Update README.md

b887229 verified about 18 hours ago

4.39 kB

	---
	library_name: transformers
	tags:
	- embedding
	- semantic-similarity
	- multilingual
	- gemma2
	- mitra
	---

	# Model Card for gemma2-mitra-embedding

	Multilingual sentence embedding model based on Gemma 2, designed for semantic similarity and retrieval. It is used in the Mitra alignment stack to embed sentences in languages such as Sanskrit, Tibetan, Pali, Chinese, and English for cross-lingual sentence alignment and similarity search.

	### Direct Use

	- Semantic similarity: Encode sentences and compare them via cosine similarity (embeddings are L2-normalized).
	- Retrieval: Encode queries with the query template and corpus passages with the corpus (no instruction) format; retrieve by nearest-neighbor search (e.g. FAISS).
	- Multilingual alignment: Used in this repo to embed source and target sentences for sentence-level alignment (e.g. Buddhist texts across Sanskrit, Tibetan, Pali, Chinese, English).

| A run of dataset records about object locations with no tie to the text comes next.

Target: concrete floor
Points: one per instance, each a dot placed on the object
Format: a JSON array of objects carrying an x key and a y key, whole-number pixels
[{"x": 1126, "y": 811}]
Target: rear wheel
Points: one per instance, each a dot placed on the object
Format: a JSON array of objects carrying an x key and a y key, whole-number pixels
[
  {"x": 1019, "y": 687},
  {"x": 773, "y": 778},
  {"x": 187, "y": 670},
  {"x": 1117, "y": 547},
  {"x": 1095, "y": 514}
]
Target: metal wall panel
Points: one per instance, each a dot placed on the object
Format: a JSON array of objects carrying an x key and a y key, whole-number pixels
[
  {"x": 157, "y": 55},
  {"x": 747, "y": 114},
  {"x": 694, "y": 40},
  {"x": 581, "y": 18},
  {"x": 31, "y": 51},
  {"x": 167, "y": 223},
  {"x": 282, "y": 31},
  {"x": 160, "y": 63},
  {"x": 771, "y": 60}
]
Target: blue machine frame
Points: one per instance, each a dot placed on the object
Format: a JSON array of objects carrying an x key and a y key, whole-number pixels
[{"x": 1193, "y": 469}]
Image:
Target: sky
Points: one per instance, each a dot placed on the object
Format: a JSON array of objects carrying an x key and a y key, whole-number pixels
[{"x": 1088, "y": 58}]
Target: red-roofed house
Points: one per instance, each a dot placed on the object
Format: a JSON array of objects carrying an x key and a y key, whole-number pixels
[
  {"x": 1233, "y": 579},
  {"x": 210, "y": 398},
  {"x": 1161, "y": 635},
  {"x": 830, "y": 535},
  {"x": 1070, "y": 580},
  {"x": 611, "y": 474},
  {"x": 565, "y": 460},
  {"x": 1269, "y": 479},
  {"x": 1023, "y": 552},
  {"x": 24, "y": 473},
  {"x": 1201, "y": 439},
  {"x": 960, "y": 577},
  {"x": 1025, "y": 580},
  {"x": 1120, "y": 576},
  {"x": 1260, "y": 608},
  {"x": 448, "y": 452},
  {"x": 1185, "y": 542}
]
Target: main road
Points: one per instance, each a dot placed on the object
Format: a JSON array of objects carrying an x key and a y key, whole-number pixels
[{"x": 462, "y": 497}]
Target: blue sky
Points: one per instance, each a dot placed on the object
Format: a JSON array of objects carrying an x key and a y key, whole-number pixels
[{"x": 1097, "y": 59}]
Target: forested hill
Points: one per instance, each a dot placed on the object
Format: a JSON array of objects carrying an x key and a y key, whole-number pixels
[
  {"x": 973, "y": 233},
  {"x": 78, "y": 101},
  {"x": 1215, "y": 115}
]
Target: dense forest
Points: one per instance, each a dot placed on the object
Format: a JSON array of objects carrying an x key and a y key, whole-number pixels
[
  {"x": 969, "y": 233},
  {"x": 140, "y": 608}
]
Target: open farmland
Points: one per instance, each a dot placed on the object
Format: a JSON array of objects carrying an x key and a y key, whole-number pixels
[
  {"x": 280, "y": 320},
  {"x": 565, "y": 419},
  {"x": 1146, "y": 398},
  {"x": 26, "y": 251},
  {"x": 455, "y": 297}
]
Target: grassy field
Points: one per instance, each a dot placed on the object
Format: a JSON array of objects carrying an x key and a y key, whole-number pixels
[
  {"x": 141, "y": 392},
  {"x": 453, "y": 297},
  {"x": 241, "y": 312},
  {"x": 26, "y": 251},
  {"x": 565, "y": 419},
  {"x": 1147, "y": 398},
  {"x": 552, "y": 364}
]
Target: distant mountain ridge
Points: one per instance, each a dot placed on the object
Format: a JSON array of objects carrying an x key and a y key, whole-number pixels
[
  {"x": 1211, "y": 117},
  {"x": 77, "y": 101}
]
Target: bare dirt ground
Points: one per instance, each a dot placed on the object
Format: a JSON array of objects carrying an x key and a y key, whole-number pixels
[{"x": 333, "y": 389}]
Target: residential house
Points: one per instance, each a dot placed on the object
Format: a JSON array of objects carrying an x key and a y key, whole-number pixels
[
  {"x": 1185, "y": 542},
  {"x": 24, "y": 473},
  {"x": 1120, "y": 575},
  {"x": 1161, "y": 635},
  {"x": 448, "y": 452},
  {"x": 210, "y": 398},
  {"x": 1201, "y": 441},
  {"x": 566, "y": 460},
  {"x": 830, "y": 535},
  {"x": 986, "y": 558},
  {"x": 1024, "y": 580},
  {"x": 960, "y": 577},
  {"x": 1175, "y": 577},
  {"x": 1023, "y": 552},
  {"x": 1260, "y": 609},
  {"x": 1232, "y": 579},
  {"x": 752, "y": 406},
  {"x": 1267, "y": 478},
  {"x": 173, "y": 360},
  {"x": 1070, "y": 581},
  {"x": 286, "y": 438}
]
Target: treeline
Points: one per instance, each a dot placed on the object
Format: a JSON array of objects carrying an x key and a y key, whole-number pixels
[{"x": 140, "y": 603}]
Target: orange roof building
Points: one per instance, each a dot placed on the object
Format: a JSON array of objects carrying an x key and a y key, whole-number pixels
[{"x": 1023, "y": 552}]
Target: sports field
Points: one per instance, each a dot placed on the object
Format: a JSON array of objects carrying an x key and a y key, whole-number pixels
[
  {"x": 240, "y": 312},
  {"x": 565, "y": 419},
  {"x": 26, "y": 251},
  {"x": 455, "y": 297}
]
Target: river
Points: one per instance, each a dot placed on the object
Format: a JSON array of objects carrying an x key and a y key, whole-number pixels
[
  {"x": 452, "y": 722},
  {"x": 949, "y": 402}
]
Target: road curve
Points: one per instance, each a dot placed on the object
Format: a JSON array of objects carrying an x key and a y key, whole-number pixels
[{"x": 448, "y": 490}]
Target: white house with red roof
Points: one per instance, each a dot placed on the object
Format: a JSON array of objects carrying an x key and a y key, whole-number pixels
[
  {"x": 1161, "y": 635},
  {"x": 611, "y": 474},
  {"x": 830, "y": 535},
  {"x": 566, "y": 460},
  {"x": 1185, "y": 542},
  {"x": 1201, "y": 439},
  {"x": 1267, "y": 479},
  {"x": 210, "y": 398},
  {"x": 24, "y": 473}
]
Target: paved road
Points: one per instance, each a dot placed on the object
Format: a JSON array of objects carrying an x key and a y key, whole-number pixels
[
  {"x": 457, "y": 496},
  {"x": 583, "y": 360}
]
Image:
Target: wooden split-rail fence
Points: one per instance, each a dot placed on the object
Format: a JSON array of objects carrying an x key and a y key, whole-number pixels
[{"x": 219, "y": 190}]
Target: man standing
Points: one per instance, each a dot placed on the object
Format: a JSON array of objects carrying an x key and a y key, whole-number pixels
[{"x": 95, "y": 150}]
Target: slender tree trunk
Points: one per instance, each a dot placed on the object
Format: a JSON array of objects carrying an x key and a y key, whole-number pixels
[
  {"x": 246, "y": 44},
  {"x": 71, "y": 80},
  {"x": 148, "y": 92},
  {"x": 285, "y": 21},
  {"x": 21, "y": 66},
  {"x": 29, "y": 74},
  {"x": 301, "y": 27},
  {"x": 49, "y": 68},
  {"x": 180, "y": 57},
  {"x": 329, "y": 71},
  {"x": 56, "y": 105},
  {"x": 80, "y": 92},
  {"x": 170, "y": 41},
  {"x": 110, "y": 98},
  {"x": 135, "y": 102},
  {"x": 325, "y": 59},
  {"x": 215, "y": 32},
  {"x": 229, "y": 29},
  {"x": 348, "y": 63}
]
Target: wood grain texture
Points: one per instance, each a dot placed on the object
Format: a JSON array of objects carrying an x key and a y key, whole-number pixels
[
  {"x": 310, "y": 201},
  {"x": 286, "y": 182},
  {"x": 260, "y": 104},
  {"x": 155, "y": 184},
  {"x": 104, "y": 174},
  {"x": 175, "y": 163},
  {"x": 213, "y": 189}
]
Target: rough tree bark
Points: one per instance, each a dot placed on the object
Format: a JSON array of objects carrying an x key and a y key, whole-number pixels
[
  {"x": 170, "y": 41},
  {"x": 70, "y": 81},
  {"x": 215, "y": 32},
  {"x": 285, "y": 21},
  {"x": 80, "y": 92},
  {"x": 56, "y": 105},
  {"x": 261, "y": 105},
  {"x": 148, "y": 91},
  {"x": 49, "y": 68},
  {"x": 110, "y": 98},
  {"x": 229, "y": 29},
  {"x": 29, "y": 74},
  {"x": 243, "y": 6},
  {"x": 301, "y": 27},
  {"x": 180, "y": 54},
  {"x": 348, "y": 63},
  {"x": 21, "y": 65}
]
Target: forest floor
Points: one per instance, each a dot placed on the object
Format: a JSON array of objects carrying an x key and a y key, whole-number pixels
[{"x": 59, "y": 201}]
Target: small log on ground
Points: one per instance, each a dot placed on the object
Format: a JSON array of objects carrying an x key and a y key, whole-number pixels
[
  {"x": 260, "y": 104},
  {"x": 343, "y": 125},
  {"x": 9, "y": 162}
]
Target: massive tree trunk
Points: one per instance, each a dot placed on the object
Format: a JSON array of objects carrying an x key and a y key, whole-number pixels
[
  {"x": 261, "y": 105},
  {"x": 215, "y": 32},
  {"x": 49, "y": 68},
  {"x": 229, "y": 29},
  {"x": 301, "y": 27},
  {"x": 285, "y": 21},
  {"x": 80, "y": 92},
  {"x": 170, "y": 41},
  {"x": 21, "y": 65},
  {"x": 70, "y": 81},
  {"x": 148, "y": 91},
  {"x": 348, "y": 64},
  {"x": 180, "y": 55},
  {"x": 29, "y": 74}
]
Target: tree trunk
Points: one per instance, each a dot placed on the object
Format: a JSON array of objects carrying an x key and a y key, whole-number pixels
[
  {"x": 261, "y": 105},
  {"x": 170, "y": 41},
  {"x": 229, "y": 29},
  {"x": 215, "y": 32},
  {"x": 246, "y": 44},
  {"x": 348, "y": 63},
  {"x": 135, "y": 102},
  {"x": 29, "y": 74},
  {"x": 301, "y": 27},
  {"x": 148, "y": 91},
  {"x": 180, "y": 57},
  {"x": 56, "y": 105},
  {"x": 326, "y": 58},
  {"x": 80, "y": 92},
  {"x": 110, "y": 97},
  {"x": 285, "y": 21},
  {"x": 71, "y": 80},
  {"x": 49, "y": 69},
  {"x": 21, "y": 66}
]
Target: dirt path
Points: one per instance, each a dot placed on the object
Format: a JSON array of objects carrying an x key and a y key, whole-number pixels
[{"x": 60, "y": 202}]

	### Downstream Use [optional]

	- Integration into alignment pipelines (e.g. Bertalign-style alignment with this embedder).
	- RAG or search systems that need multilingual, instruction-aware query/corpus embeddings.
	- Any application that consumes L2-normalized sentence vectors from this model.

	### Recommendations

	- Use the exact prompt format (see “How to Get Started”) for queries and corpus.
	- Users should be aware of potential biases and limitations; evaluate on their own data and languages before deployment.

	## How to Get Started with the Model

	### Prompt / template pattern

	The model expects asymmetric inputs:

	- Query (instruction + query):
	`<instruct>Please find the semantically most similar text in {language}.\n<query>{sentence_text}`
	where `{language}` is a full language name (e.g. "Sanskrit", "Tibetan", "English", "Chinese", "Pali", "Hindi") and `{sentence_text}` is the query string.

	- Corpus:
	Use the raw sentence (or passage) text only, with no `<instruct>` or `<query>` wrapper.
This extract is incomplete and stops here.